México, vivir un infierno
Las causas de la violencia en México, particularmente en contra de los periodistas y la libertad de expresión, son mucho más pofundas y complejas de lo que podemos imaginar.
La semilla de este monstruoso y deforme árbol fue sembrada hace más de 25 años cuando surgieron los primeros capos y cuando nadie imaginó que el narco invadiría todas las esferas de la sociedad mexicana.
Para colmo los carteles no solo existen en el ámbito de las drogas sino también en los policías, el magisterio, la iniciativa privada, los partidos políticos y en otros sectores en donde se han gestado monopolios y cotos de poder que actúan abusivamente y con amplia impunidad.

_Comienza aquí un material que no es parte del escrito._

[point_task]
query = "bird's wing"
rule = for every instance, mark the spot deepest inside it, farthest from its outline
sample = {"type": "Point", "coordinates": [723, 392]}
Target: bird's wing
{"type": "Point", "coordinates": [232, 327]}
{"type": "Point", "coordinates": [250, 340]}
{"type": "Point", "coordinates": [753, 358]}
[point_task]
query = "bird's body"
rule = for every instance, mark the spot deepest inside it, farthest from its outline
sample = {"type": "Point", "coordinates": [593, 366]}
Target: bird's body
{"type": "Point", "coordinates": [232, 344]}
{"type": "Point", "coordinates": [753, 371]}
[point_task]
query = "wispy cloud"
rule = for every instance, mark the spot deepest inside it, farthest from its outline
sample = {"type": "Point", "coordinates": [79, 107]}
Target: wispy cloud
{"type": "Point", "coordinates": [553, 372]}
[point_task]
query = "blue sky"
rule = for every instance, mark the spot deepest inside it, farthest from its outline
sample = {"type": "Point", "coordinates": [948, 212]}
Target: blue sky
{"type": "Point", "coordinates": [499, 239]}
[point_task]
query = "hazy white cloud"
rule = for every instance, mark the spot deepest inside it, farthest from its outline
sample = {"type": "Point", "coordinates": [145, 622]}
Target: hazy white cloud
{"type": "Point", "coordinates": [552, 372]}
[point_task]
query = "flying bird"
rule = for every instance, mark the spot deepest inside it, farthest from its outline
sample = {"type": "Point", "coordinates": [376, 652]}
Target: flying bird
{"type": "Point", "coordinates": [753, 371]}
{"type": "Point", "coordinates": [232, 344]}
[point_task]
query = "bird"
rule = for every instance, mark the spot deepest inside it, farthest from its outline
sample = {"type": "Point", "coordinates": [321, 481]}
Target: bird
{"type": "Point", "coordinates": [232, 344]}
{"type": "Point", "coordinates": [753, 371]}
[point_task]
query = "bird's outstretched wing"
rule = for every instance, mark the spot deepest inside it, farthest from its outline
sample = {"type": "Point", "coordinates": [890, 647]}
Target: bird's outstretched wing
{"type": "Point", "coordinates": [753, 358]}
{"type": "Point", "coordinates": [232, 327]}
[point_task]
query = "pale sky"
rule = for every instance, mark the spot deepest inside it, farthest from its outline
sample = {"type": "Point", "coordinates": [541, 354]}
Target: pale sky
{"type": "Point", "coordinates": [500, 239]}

El gobierno mexicano se ha dedicado en los últimos años a combatir sólo los efectos de tan grave enfermedad social y en el caso de los comunicadores asesinados su respuesta ha sido vaga y tardía a través de la creación de fiscalías ineficientes y poco comprometidas.
Estas fueron algunas de las conclusiones del foro sobre agresiones a la libertad de prensa y expresión en México que se llevó a cabo en El Paso, Texas, bajo el auspicio de la Sociedad Norteamericana de Editores de Periódicos y la Sociedad Intermericana de Prensa y en el que participaron unos cincuenta editores, reporteros y académicos.
Asistimos (dice José Santiago Healy, editor del Diario (en español), de San Diego, California), al evento con la idea de conocer más de cerca lo que sucede en Ciudad Juárez, en Monterrey, Durango, Tamaulipas y el resto de la frontera a través de dos dìas de discusiones, pero no sospechábamos del panorama tan deprimente y desolador que ahí fue planteado.
Un periodista norteamericano llegó al extremo de preguntar si eta inminente una nueva revolución en México. Otro de Ciudad Juárez evidenció una posible invasión militar de Estados Unidos para desterrar la violencia, aunque advirtió que sería contraproducente porque convertiría a los narcos en terroristas.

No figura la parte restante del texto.